Finalement, le 8 novembre, la 6ème chambre de Diyarbakir, après avoir coupé le micro à la défense dès qu’elle s’exprimait en kurde, a décidé de renvoyer le cas à la 4eme chambre criminelle, qui doit statuer sur le droit d’employer ou non une autre langue que le turc dans ce procès. Mais l’initiative a fait mouche et d’autres procès mettant en cause des Kurdes se sont trouvés devant la même demande, en y opposant le même refus : ainsi la 11ème chambre criminelle d’Istanbul a refusé à l’avocate Songül Sicakyz de pouvoir prendre la parole en kurde, puisqu’elle pouvait s’exprimer en turc. Il est à noter cependant que les actes de cette cour ont clairement mentionné la langue kurde, que, contrairement à la 6ème chambre de Diyarbakir, elle n’a pas qualifiée « d’inconnue », en justifiant son refus par le fait que les magistrats ne comprenaient que le turc (sans envisager le recours à des interprètes). Depuis, des manifestations de rue ont eu lieu, dans des villes comme Şirnak ou Kars, pour réclamer le droit des Kurdes de prendre la parole dans leur langue maternelle devant les tribunaux et d’être défendus dans cette même langue.

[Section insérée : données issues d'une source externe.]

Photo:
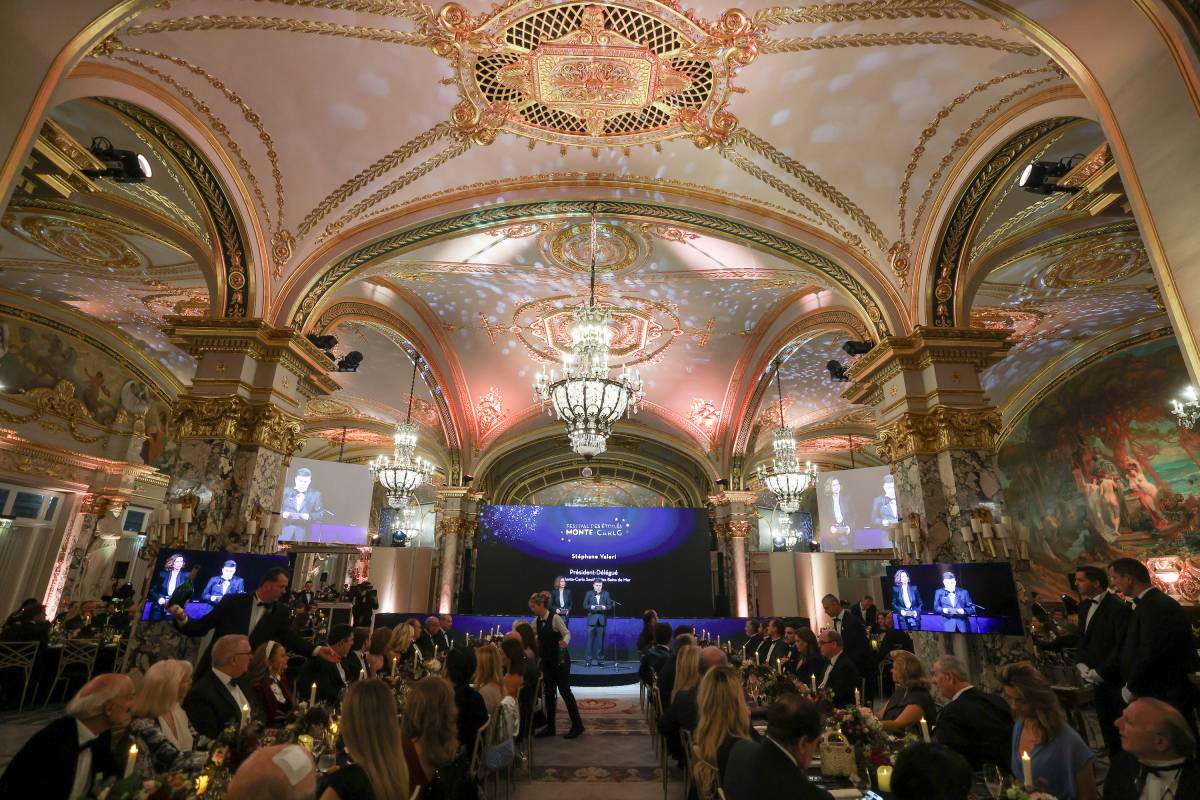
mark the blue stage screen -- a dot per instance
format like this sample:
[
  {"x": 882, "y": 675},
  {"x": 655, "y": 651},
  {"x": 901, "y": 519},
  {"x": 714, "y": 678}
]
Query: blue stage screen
[{"x": 647, "y": 558}]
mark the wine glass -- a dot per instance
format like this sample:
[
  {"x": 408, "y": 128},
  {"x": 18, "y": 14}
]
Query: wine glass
[{"x": 994, "y": 780}]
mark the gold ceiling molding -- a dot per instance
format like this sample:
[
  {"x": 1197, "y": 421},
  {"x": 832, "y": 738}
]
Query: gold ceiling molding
[
  {"x": 931, "y": 131},
  {"x": 384, "y": 164},
  {"x": 804, "y": 43},
  {"x": 281, "y": 240},
  {"x": 216, "y": 22},
  {"x": 865, "y": 10},
  {"x": 943, "y": 428}
]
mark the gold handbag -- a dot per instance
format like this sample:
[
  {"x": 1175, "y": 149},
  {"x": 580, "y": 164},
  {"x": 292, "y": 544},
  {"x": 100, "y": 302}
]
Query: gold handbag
[{"x": 837, "y": 756}]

Par ailleurs, le sociologue Ismail Beşikçi, maintes fois condamné durant toute sa carrière pour avoir affirmé l’existence d’un peuple kurde, est maintenant accusé, avec l’avocat Zeycan Balci Şimşek, de propagande pour le PKK, une des preuves retenues contre lui étant l’usage de la lettre Q, qui ne figure pas dans l’alphabet turc et c’est une fois de plus la haute cour criminelle d’Istanbul, 11ème chambre, qui doit trancher. Zeycan Balci Şimşek, directeur de rédaction d’une revue, « Droit et Société contemporaine », publiée par une association d’avocats, est poursuivi pour avoir laissé paraître un article du célèbre sociologue : « Les Kurdes et le droit des nations à l’auto-détermination » ; mais ce qui aggrave le cas de Beşikçi, selon le procureur, c’est que pour écrire Qandil, le nom de la montagne du Kurdistan d’Irak où sont installées les bases du PKK, le sociologue a utilisé la lettre Q et non Kandil, dans sa forme turque. 7 ans et demi de prison ont été requis contre les deux accusés.
Leur avocat, Taylan Tanay a demandé à l’accusation si celle-ci écrivait « New York » ou Nev York, et si le procureur avait l’intention de demander la saisie sur l’ensemble du territoire turc de tous les claviers d’ordinateurs équipé d’un Q, sans obtenir de réponse.